Reading the Wikipedia page on linear ODEs, I've stumbled upon something I don't understand. In the section Homogeneous equations with constant coefficients, it says the following:
If the coefficients $A_i$ of the differential equation are real, then real-valued solutions are generally preferable. Since non-real roots $z$ then come in conjugate pairs, so do their corresponding basis functions $x^ke^{zx}$, and the desired result is obtained by replacing each pair with their real-valued linear combinations $Re(y)$ and $Im(y$), where $y$ is one of the pair.
I mean, why can you do this, that is, replace a pair of conjugate basis functions with their real and imaginary parts? The article gives as an example the equation y'' -4y +5y = 0. The roots of the characteristic equation are $2+i$ and $2-i$. Therefore, any solution of the equation will be of the form $c_1 e^{(2+i)x} + c_2 e^{(2-i)x}$ with $c_1, c_2 \in \mathbb{C}$. So far, so good. Then, one takes the real and imaginary parts of $e^{(2+i)x}$, so that any solution of the differential equation will be a linear combination of them, that is, $y = a_1e^{2x}\cos x + a_2e^{2x}\sin x$, with $a_1, a_2 \in \mathbb{R}$.

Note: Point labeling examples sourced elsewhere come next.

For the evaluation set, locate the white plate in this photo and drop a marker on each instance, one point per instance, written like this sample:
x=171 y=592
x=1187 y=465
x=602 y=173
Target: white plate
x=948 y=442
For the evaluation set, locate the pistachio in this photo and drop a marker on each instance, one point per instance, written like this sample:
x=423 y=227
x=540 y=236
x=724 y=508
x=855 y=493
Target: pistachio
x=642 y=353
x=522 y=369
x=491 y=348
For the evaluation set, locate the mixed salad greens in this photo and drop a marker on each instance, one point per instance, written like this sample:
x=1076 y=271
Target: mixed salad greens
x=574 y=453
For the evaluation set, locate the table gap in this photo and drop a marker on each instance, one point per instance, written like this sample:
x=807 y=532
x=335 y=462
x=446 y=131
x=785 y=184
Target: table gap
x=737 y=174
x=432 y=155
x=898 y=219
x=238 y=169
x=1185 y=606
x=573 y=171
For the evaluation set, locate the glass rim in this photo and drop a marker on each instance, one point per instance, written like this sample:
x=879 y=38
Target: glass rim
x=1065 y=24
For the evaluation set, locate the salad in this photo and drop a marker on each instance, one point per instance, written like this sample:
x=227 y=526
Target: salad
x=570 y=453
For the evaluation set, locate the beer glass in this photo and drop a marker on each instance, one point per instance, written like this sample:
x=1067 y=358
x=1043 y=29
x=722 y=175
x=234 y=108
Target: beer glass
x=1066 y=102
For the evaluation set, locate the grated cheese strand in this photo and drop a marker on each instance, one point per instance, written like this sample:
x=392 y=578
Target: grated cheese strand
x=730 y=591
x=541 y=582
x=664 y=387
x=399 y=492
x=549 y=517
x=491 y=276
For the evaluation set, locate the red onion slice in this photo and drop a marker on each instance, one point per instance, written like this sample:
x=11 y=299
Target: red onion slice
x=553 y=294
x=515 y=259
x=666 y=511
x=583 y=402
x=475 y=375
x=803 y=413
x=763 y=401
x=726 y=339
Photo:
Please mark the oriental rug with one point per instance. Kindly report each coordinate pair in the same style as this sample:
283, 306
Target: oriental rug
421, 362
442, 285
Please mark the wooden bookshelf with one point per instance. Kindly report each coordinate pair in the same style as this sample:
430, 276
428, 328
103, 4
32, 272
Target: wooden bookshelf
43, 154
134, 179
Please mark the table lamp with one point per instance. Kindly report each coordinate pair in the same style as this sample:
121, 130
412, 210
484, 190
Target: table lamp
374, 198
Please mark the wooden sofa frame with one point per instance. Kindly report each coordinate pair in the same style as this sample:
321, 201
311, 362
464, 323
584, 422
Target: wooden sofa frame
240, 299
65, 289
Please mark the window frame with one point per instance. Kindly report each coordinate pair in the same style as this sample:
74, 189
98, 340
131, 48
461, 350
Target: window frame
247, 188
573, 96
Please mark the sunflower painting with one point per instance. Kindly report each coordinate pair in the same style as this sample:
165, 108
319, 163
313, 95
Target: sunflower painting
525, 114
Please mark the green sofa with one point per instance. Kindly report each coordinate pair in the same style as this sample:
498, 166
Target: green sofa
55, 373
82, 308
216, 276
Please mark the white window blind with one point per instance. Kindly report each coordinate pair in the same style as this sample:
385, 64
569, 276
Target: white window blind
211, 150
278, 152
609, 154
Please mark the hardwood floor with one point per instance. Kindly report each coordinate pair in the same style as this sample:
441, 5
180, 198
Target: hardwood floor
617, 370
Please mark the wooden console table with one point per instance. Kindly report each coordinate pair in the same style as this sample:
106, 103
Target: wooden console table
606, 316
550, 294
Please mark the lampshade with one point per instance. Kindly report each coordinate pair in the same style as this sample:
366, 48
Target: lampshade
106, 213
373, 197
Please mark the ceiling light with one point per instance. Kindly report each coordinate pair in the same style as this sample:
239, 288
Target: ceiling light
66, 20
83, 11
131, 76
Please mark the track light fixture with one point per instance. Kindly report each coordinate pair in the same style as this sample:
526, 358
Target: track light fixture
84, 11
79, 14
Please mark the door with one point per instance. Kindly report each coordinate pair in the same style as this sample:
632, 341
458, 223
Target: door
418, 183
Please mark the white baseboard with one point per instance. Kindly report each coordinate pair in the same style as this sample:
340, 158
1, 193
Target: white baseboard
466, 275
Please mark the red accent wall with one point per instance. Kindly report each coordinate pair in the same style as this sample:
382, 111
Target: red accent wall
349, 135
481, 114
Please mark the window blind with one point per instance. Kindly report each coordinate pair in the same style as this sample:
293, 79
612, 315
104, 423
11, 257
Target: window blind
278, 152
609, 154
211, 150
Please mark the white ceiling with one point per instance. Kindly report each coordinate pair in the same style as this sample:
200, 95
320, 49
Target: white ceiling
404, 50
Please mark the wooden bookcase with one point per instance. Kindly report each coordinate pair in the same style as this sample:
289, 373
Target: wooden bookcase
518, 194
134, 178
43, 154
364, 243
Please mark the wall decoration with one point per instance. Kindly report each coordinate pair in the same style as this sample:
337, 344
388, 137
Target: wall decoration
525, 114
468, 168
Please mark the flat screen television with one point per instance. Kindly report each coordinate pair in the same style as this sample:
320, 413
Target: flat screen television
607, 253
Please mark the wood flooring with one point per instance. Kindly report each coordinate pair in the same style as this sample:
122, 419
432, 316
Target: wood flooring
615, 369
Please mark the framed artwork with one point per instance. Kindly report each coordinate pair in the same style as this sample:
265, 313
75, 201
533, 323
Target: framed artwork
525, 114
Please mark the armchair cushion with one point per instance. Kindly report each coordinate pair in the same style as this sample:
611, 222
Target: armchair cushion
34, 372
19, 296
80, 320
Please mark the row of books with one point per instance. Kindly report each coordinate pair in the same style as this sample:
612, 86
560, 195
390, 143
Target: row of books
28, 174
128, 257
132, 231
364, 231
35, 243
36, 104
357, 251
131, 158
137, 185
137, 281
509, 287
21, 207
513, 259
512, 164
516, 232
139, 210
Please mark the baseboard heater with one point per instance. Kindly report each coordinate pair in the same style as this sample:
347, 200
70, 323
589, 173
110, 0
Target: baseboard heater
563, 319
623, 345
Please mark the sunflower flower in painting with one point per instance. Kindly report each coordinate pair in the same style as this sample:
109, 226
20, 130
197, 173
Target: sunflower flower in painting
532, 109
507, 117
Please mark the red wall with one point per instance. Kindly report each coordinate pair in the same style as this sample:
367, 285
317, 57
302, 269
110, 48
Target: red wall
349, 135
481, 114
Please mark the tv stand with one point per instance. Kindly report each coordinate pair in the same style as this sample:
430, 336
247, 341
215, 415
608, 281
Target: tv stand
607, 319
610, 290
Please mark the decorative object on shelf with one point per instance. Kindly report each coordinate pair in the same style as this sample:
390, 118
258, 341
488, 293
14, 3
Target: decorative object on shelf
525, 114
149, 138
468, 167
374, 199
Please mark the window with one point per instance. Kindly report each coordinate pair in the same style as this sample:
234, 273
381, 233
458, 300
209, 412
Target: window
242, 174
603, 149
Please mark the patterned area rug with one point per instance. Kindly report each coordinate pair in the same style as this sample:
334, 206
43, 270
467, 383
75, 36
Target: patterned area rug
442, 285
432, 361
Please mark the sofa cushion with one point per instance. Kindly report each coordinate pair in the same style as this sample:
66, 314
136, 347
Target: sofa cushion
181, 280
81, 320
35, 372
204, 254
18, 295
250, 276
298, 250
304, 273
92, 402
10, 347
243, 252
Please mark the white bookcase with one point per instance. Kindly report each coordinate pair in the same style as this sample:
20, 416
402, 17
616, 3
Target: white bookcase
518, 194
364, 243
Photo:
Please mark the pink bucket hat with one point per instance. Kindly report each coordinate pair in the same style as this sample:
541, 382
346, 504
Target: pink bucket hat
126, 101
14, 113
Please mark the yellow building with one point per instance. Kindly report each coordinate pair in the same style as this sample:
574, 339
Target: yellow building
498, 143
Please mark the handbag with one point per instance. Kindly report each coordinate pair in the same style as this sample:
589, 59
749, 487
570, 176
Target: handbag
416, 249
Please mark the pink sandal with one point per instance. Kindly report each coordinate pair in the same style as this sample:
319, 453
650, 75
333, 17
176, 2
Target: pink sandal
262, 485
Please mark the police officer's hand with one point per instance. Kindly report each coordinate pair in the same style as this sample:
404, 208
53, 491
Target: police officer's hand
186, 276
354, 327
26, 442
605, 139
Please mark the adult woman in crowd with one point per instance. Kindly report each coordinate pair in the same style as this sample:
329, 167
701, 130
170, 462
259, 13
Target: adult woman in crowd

I don't understand the last step. You have a pair of complex functions, wich are conjugates of each other (because the characteristic equation has real coefficients), that form a basis of the space of solutions of the equation. Then, you claim that you can instead take the real and imaginary parts of one of them (it doesn't matter which one, since they are conjugates), and they will form a basis. Why is this true?